Cuts to Illinois' Child Care Assistance Program are leaving some working families struggling to afford child care. Credit: Dodgerton Skillhause/Morguefile
Cuts to Illinois' Child Care Assistance Program are leaving some working families struggling to afford child care. Credit: Dodgerton Skillhause/Morguefile
August 26, 2015

SPRINGFIELD, Ill. - Gov. Bruce Rauner's administration says difficult decisions have to be made to manage the $4 billion budget.

The governor filed an "emergency rule," narrowing eligibility for the Child Care Assistance Program, a change that Emily Miller, director of policy and advocacy for Voices for Illinois Children, said impacts nine out of 10 low-income families who were receiving help to pay for child care.

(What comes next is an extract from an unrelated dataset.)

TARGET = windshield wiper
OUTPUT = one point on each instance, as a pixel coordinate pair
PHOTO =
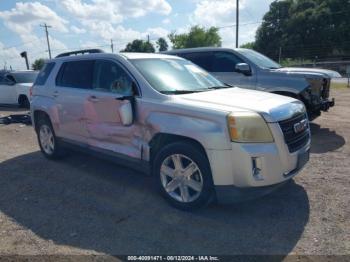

"This isn't a free ride," she said. "This is help for families who are low-income and trying to work themselves out of poverty so that they have the tools they need to be able to provide for their families, to be able to go to work every day."

According to federal data, 14 percent of Illinois residents are living at or below the federal poverty level. Child-care eligibility was reduced from parents earning from about $3,700 a month to $1,200 a month for a family of four. Teen parents, parents of children with special needs, and parents receiving welfare still are eligible. Meanwhile, a House panel met Tuesday to discuss funding options for child-care assistance for working parents.

By filing an emergency rule, Rauner sidestepped the input of lawmakers and the public. Miller explained her view of the math in action.

"Unfortunately, the rules that the governor put into place make it far more financially responsible for parents to choose not to work," she said. "The cost of childcare is cost prohibitive; they pay more than they make."

Miller said children's advocates also are concerned about the transfer of an established child-welfare official. Linda Saterfield was removed as association director for the Office of Early Childhood at the Illinois Department of Human Services. Miller said she believes Saterfield was ousted for testifying to lawmakers that the cuts would be devastating.

"Anybody who's worked in public policy knows that it's the exchange of ideas that actually moves the ball forward," she said, "and you can't just get rid of people because they dare to express something that's different from you."

The department said that Saterfield was transferred to the Office of Adult Services and Basic Support for "internal personnel reasons."